Falcão, meninos do tráfico, documentário de MV Bill e Celso Athayde, é um filme sufocante. Poucas vezes uma câmera foi utilizada para revirar de forma tão radical a impressão que fazemos do mundo e da vida.
Seu vôo é compatível com a sua falta de chão: quanto mais fundo se vai na vida material brasileira, mais longe ficamos da sua "aparente" verdade formal, noticiada nos jornais. A vida no Brasil é uma ficção elitista. Parece nos informar o filme, ao desmoralizar com imagens um recorrente preconceito da classe média brasileira: o de que a criminalidade dos morros e periferias é um problema de segurança pública.
O combate a esta idéia está impregnado até mesmo na opção estética do filme, que apesar de simples e limitada pelas condições difíceis de filmagem, não deixa de ter muita qualidade, ao manter os planos fechados nos depoimentos dos garotos e, mais ainda, fechados na favela. Não há um só plano amplo, fora da favela, contendo alguma primazia, alguma viagem imagética da cidade rica a caminho das favelas. Não, o cinema nesse filme já está no morro. É da própria periferia a emergência do olhar. A cidade só é vista de relance e como origem misteriosa da barbárie em que eles vivem. Eles estão, antes, apartados da sociedade que muitos deles nem foram expulsos. Já chegaram em um mundo pronto, não muito bom e sem muito futuro, mas que a eles pertencia. Chegaram no mundo do morro, assim como chegou o filme, de imediato e sem firulas, e não com vôos panorâmicos pelo Rio de Janeiro ou pela cidade como costumam se iniciar os filmes que estetizam burguesamente a vida dos morros.
Antes de não possuírem dinheiro ou família (bens essencialmente burgueses), o que é mais grave é que eles não tem liberdade. E este é o grande recado deles. Há um dilaceramento persistente entre a pertença no morro e a capacidade de construção de uma vida por esses meninos. Esse dilaceramento se resolve não de maneira civilizada - no sentido iluminista do termo, embora se resolva na destruição daquilo que impede o pleno exercício da liberdade. Eles matam, roubam e traficam porque, vivendo em completa exclusão e opressão social, a destruição "da sociedade" é a única maneira de ceifar - ainda que de maneira corrosiva - uma nesga de liberdade.
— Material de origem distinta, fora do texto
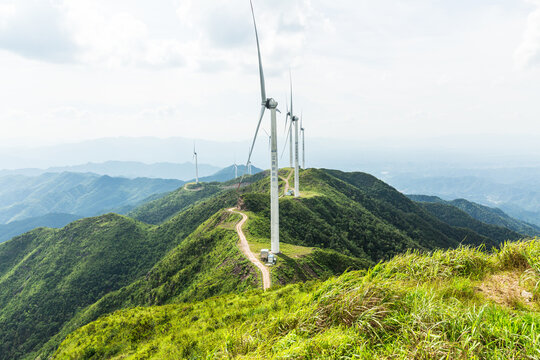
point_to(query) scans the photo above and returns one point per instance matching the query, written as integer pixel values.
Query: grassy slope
(357, 215)
(414, 306)
(46, 276)
(368, 221)
(159, 210)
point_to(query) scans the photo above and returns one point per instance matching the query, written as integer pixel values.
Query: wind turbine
(303, 142)
(196, 165)
(271, 104)
(294, 120)
(249, 168)
(289, 137)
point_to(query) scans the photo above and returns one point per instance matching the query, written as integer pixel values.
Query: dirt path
(244, 247)
(197, 189)
(286, 182)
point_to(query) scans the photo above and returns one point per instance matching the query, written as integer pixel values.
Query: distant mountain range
(485, 214)
(229, 173)
(56, 199)
(128, 169)
(519, 200)
(54, 281)
(14, 228)
(23, 197)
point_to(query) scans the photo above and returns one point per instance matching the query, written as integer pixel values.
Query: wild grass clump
(415, 306)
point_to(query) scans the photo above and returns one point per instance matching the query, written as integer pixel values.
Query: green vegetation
(55, 281)
(458, 218)
(19, 227)
(429, 306)
(159, 210)
(23, 197)
(484, 214)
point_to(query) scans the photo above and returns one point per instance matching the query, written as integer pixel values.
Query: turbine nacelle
(270, 103)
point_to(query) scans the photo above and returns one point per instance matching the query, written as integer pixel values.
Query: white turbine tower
(303, 142)
(294, 121)
(196, 165)
(249, 167)
(271, 104)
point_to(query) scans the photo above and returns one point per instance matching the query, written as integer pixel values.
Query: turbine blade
(263, 108)
(261, 74)
(285, 145)
(290, 78)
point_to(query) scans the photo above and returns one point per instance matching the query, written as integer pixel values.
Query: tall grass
(415, 306)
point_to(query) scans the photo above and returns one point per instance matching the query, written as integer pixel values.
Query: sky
(366, 71)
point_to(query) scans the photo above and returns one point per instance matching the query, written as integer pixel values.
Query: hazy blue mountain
(517, 200)
(129, 169)
(23, 197)
(19, 227)
(485, 214)
(228, 173)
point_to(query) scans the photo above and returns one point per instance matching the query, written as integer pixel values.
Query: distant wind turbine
(271, 104)
(303, 142)
(294, 121)
(196, 165)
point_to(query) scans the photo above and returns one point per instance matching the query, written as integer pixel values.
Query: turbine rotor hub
(271, 103)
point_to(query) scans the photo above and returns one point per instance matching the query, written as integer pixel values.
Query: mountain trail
(244, 247)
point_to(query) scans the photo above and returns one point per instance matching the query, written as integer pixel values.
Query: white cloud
(528, 52)
(117, 39)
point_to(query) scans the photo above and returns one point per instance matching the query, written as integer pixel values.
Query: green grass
(415, 306)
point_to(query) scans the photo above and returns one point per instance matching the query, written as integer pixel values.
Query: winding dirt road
(244, 247)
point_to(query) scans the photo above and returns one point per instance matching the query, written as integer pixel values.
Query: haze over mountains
(183, 249)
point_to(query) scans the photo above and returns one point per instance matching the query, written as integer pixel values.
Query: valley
(183, 247)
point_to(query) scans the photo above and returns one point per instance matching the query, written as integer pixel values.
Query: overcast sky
(362, 69)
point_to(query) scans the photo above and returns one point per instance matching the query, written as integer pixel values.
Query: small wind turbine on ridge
(196, 165)
(303, 142)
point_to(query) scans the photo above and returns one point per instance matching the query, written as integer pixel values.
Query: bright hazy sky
(362, 69)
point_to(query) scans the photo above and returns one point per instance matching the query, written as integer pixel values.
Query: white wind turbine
(294, 121)
(196, 165)
(303, 142)
(271, 104)
(249, 167)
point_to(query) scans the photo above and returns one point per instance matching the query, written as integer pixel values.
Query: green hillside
(23, 197)
(445, 305)
(456, 217)
(485, 214)
(47, 276)
(54, 281)
(19, 227)
(159, 210)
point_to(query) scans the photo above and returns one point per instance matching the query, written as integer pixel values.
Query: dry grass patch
(505, 289)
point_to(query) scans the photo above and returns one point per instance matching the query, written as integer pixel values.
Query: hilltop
(453, 304)
(485, 214)
(79, 194)
(185, 251)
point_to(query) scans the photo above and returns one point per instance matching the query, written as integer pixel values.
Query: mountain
(485, 214)
(228, 173)
(518, 200)
(454, 304)
(129, 169)
(55, 281)
(19, 227)
(23, 197)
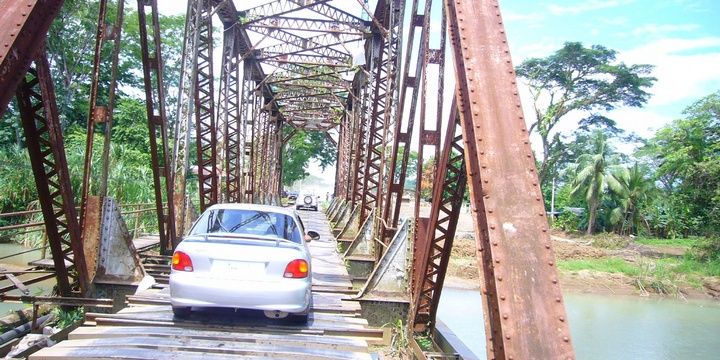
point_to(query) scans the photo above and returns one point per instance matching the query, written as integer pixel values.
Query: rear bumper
(306, 207)
(288, 295)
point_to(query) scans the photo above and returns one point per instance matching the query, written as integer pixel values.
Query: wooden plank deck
(146, 328)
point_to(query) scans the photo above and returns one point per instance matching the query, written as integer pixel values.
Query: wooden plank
(69, 353)
(213, 347)
(319, 342)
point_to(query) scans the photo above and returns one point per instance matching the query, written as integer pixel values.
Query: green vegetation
(68, 317)
(581, 80)
(300, 149)
(684, 242)
(71, 62)
(668, 188)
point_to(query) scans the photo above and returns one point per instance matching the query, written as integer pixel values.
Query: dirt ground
(463, 271)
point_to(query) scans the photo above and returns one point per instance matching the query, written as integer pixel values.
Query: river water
(604, 327)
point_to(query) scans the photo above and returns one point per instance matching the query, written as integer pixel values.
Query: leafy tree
(594, 176)
(576, 79)
(300, 149)
(686, 154)
(70, 49)
(636, 189)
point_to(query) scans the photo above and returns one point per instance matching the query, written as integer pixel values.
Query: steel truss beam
(281, 7)
(100, 114)
(43, 135)
(229, 114)
(248, 110)
(320, 45)
(311, 25)
(524, 309)
(433, 248)
(385, 52)
(27, 24)
(157, 124)
(205, 125)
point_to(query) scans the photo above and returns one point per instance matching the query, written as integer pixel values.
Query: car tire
(181, 311)
(300, 319)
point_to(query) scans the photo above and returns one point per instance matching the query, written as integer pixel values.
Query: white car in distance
(307, 201)
(244, 256)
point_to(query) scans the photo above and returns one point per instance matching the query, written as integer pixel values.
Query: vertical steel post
(205, 126)
(523, 303)
(434, 256)
(40, 119)
(229, 115)
(157, 122)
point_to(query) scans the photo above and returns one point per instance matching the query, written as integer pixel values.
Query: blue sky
(680, 37)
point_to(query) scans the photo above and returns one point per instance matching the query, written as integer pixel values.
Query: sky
(681, 38)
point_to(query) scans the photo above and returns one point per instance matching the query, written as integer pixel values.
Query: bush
(707, 250)
(567, 221)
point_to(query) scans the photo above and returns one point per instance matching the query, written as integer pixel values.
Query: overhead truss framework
(309, 65)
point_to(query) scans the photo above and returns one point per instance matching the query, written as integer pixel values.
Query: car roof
(253, 207)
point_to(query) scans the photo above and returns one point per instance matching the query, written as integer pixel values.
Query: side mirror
(313, 235)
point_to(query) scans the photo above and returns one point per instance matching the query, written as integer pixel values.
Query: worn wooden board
(147, 328)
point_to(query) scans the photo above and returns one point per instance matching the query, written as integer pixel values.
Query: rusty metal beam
(157, 123)
(434, 255)
(205, 125)
(26, 25)
(101, 114)
(229, 116)
(523, 303)
(41, 121)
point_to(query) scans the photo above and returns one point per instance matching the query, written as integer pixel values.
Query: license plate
(240, 269)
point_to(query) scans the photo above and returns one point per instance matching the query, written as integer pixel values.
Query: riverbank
(606, 265)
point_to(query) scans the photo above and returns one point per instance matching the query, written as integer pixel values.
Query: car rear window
(248, 222)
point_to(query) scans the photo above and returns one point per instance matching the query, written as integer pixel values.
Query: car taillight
(181, 261)
(297, 269)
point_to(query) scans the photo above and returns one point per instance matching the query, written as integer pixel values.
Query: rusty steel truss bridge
(430, 75)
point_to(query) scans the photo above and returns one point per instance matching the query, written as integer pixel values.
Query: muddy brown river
(605, 327)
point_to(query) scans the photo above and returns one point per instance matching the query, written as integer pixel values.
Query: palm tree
(635, 191)
(593, 176)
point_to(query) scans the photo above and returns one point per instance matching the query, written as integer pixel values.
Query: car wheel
(181, 311)
(300, 319)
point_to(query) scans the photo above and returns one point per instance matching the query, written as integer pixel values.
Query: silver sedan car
(244, 256)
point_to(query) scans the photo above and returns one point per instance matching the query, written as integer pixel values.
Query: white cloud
(684, 68)
(586, 6)
(524, 17)
(660, 29)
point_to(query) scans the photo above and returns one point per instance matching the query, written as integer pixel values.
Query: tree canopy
(578, 79)
(300, 149)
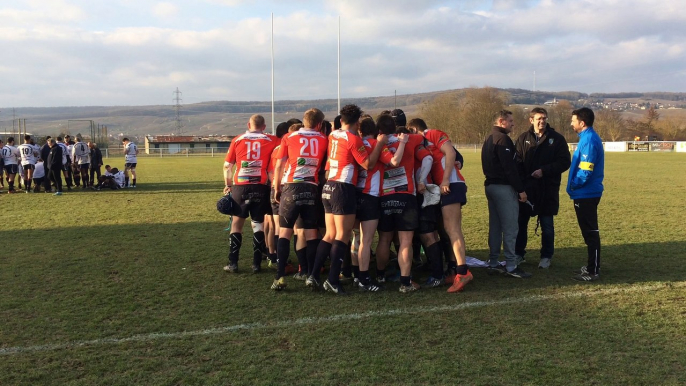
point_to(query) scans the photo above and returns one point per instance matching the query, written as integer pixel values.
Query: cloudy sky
(136, 52)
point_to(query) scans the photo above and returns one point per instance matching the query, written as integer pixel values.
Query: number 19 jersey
(250, 153)
(305, 150)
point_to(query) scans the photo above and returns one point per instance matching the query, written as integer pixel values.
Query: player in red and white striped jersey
(250, 154)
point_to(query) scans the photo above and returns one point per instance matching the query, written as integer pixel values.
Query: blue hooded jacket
(588, 167)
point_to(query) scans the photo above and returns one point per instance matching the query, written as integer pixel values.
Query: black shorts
(428, 216)
(252, 200)
(299, 199)
(368, 207)
(11, 168)
(398, 213)
(458, 193)
(339, 198)
(274, 204)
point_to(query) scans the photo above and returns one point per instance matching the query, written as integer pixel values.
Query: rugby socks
(236, 239)
(311, 255)
(257, 248)
(323, 251)
(434, 256)
(338, 249)
(301, 254)
(283, 247)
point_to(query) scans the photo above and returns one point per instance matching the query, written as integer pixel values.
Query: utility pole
(177, 107)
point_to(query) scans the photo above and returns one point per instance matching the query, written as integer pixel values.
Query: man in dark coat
(54, 164)
(545, 156)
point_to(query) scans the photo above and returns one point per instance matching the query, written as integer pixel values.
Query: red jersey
(400, 179)
(435, 140)
(346, 153)
(250, 153)
(305, 150)
(370, 181)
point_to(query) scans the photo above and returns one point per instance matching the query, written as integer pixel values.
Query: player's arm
(449, 154)
(398, 156)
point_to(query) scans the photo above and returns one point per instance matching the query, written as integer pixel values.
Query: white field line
(595, 291)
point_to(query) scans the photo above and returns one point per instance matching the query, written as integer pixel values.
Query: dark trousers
(587, 216)
(56, 177)
(94, 171)
(547, 233)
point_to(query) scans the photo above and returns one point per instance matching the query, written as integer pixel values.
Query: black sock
(236, 239)
(283, 247)
(338, 249)
(434, 256)
(301, 254)
(257, 248)
(323, 250)
(405, 280)
(311, 255)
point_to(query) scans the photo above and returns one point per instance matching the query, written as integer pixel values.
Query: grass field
(126, 287)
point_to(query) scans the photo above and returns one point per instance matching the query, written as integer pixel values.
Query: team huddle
(78, 162)
(333, 188)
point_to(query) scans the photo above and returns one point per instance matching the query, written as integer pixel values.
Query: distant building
(173, 144)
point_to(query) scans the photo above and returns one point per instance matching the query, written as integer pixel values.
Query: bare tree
(609, 124)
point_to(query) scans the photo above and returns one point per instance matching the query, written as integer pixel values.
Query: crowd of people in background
(331, 187)
(35, 168)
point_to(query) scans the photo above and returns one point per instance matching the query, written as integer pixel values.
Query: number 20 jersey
(250, 153)
(305, 150)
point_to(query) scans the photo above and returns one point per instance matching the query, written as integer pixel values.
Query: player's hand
(421, 188)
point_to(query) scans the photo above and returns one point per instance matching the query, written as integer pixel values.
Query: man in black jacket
(96, 163)
(503, 189)
(545, 156)
(54, 164)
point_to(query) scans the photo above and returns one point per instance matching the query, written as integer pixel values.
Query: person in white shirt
(131, 160)
(10, 157)
(81, 155)
(28, 154)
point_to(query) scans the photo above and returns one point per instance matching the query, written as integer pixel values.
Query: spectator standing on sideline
(96, 163)
(55, 165)
(585, 187)
(503, 189)
(545, 156)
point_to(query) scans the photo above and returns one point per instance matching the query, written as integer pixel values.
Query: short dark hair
(368, 127)
(350, 114)
(538, 110)
(418, 124)
(385, 124)
(585, 115)
(399, 117)
(502, 114)
(282, 129)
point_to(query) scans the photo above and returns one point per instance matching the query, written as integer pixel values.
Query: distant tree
(609, 124)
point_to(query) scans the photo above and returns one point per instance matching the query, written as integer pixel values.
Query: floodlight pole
(273, 127)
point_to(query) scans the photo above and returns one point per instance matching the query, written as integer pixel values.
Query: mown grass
(93, 266)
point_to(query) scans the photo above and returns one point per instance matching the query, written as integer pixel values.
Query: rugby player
(399, 210)
(131, 160)
(446, 171)
(301, 155)
(28, 161)
(250, 154)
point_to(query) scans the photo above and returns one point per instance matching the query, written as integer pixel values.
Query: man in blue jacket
(585, 187)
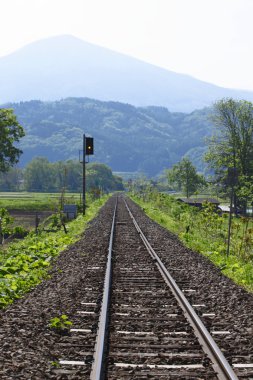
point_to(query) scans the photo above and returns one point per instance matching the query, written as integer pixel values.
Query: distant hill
(65, 66)
(127, 138)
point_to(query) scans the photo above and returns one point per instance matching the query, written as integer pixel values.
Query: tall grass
(206, 232)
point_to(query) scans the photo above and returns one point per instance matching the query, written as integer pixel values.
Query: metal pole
(230, 219)
(84, 182)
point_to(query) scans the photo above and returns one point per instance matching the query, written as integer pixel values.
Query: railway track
(145, 332)
(145, 327)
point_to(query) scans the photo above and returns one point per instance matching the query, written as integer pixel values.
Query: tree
(10, 132)
(230, 149)
(39, 176)
(99, 176)
(184, 177)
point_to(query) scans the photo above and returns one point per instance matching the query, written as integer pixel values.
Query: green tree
(230, 149)
(39, 176)
(10, 133)
(11, 180)
(184, 177)
(99, 176)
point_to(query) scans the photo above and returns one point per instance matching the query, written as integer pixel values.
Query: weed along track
(128, 318)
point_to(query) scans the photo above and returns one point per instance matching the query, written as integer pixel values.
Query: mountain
(66, 66)
(127, 138)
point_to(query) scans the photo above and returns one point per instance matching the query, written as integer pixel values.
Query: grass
(25, 263)
(35, 201)
(206, 232)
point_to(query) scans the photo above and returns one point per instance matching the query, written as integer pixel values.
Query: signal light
(89, 148)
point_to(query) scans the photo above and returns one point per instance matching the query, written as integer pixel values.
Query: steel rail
(219, 362)
(98, 365)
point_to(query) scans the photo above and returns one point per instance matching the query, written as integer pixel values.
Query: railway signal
(89, 147)
(88, 150)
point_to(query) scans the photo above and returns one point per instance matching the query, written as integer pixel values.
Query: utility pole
(84, 174)
(232, 181)
(88, 150)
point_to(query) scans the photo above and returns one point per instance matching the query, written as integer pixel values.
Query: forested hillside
(127, 138)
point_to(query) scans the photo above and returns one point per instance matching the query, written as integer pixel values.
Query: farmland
(23, 206)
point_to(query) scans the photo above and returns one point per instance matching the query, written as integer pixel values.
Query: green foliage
(231, 148)
(126, 138)
(42, 176)
(24, 264)
(5, 222)
(10, 133)
(205, 231)
(184, 177)
(60, 324)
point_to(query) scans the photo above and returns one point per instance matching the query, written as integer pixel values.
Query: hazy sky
(209, 39)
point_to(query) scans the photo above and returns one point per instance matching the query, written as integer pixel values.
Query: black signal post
(88, 149)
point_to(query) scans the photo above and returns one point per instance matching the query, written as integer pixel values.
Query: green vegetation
(126, 138)
(10, 133)
(42, 176)
(27, 201)
(205, 231)
(230, 150)
(184, 177)
(25, 263)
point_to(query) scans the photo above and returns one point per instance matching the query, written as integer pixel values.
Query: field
(23, 206)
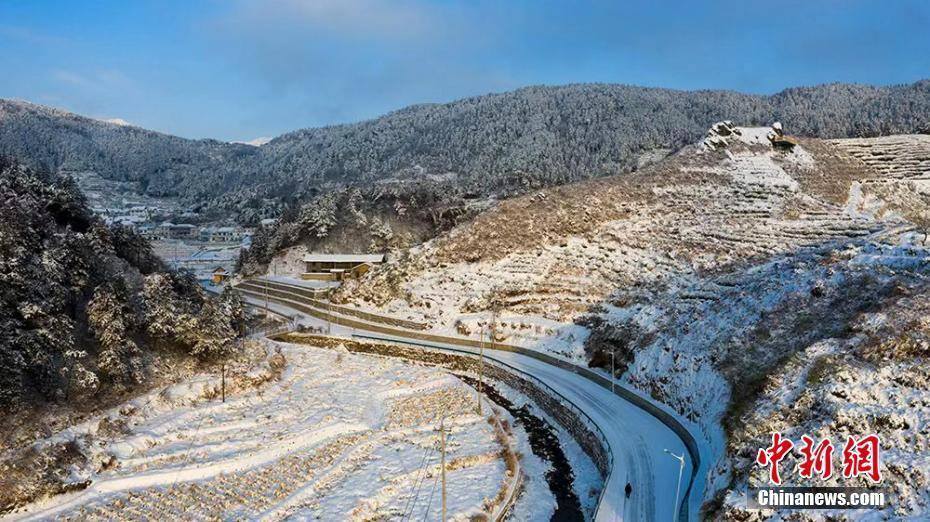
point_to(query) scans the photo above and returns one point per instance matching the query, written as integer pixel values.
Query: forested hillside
(83, 307)
(399, 179)
(532, 137)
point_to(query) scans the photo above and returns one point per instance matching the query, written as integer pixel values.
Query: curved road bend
(637, 439)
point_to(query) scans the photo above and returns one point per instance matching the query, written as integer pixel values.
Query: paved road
(637, 439)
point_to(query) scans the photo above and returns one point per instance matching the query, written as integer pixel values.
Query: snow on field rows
(340, 437)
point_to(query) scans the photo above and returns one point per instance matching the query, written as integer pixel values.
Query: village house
(338, 267)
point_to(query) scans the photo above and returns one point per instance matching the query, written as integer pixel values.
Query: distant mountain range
(497, 144)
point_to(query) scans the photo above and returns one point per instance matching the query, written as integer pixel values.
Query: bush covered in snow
(82, 305)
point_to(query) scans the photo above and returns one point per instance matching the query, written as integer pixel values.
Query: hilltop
(500, 144)
(723, 267)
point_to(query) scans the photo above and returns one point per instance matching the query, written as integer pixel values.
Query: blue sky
(237, 70)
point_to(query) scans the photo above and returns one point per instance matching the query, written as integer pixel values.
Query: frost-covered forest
(498, 143)
(82, 306)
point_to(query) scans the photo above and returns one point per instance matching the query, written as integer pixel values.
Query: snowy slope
(339, 437)
(700, 274)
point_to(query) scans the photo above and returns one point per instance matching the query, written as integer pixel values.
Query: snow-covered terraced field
(340, 437)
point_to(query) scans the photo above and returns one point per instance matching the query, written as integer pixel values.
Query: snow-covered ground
(699, 273)
(340, 436)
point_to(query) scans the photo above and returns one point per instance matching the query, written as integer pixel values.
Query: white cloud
(378, 19)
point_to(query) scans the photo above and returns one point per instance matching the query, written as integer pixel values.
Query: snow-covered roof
(344, 258)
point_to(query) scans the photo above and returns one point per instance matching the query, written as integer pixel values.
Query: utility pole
(681, 469)
(613, 372)
(480, 371)
(442, 463)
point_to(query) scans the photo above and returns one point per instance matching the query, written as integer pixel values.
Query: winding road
(638, 432)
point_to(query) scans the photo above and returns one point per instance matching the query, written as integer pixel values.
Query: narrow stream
(545, 444)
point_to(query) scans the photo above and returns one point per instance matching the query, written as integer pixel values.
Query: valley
(634, 281)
O que "a sociedade brasileira" ainda não percebeu é que os moradores do morro não querem partilhar das sobras, e quando assim agem é por pura falta de opção e jamais por convicção de que a vida "na sociedade" é melhor do que a deles. Até porque a deles só é ruim porque existe essa "sociedade" rica no Brasil, na qual eles precisam de vez em quando se misturar, seja limpando banheiros de restaurantes caros ou assaltando carros. Tanto faz, estão sempre cerceados quando se confudem com uma ficção chamada Brasil. Ficção essa que, seja como for - politicamente, artisticamente ou socialmente - está se desmanchando para a sociedade civil amedrontada e torna-se cada vez mais fantasmagórica para as populações miseráveis. Os disfarces estão cada dia menos úteis - veja o prestígio da instituição policial - e os assaltos mais frequentes.
É a idéia de nação e todas as intituições e investimentos que emanam desse tipo de sociabilidade é que são problemas para a vida dos morros e periferias. No horizonte do Brasil, se põe em retirada a sociedade capitalista clássica e sua sociabilidade. O que é atual, ainda que bárbaro em muitos aspectos, é a vida na periferia. Ela é a única que se põe no horizonte brasileiro com disposição para matar ou morrer, à revelia de todas as fantasias individualistas e edipicas da sociedade amedrontada do Brasil.
Se isso não promete muito, não se trata do problema pontual do tráfico, mas da rediscussão profunda do que se constituí como "sociedade" no Brasil. Dos morros virá algo, pode até ser a destruição completa. E o filme de Mv Bill, sem mostrar uma única cena do Brasil institucionalizado e mantido na ordem da lei, já apresenta elementos suficientes para demonstrar sua falência. Frente à realidade dos morros, a nação e o mundo capitalista institucional corroem-se. E a mais chocante vida material segue ainda mais destrutiva perante a relutância (burra e elitista) de grande parte do país em ver aí um problema de segurança nacional ou de manutenção da ordem, e não um bom motivo para uma revolução profunda.